Pas besoin de se casser la tête de midi à quatorze heures pour imaginer le combat pour le projet de société de l’heure soit une société écoféministe de prendre soin des gens et de la terre-mère assise sur les services publics et la sauvegarde des écosystèmes. On peut percevoir en filigrane cette perspective justice climatique – justice sociale dans la plateforme électorale 2022 de Québec solidaire. Le parti s’y engage à cesser toute exploitation et transport des hydrocarbures, à « réduire les émissions du Québec d’au moins 55% par rapport au niveau de 1990 d’ici 2030 » et « à remettre en question les accords et conventions internationales économiques et militaires signées par le Canada ». Il s’y engage dès le premier mandat à proposer un référendum pour l’indépendance suite à une assemblée constituante tout en promouvant le français comme langue officielle et commune, Ce sont là des engagements fermes et forts à rompre avec l’axe financier-pétrolier Toronto-Calgary qui définit l’économie canadienne et avec le fédéralisme d’Ottawa qui se soumet à l’impérialisme étatsunien et bafoue la prééminence du français au Québec. C’est cette indépendance écologique à gauche toute qui est garante de cette rupture de socialisation des secteurs vitaux de la société québécoise et de la maîtrise culturo-linguistique de la société.

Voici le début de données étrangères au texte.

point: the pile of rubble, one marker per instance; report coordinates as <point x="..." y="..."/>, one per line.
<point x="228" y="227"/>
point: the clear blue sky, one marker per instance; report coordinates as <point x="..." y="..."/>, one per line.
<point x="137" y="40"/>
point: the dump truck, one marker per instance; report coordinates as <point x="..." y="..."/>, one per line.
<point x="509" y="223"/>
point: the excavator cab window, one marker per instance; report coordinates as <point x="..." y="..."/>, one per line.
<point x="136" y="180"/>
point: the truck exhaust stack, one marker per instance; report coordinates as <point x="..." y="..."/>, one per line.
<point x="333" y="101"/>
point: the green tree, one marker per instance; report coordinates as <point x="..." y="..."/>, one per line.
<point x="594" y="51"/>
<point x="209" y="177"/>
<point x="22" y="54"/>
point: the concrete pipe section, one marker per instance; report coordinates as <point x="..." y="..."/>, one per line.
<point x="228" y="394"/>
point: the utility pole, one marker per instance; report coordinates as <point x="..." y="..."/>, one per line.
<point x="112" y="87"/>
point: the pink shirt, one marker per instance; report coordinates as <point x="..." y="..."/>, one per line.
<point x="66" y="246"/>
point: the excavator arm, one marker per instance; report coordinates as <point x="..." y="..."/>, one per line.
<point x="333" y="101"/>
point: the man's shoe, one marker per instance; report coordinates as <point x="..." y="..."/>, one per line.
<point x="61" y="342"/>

La grande mobilisation des années 60-70 a forcé le gouvernement d’alors à achever la nationalisation des centrales hydroélectriques aux mains des trusts canadiens et étasuniens, ce qui a permis une politique de prix abordables afin d’électrifier la climatisation non seulement de la grande majorité du stock de logements mais aussi de la majorité des surfaces des bâtiments commerciaux et institutionnels. Cet avantage comparatif du Québec quasi mondialement unique pour la réduction des GES lui permet, si la mobilisation populaire est de nouveau au rendez-vous, de concentrer ses efforts de réduction des GES là où le bât blesse soit le transport routier et hors route. Mais tant que le mythe mondial capitaliste vert de l’auto solo électrique comme substitut à celle à essence persistera aux dépens de la substitution de l’auto solo par le transport en commun et actif, le Québec restera un polluant pourvoyeur de minerais et l’étalement urbain la marque de l’échec de la lutte climatique et pour la biodiversité. Ce n’est pas ce ravalement dans la division internationale du travail au bénéfice et à la merci des transnationales qui redonnera au peuple québécois la fierté qu’il a perdue afin de restituer à la langue française son statut d’unique langue commune de jure comme de facto.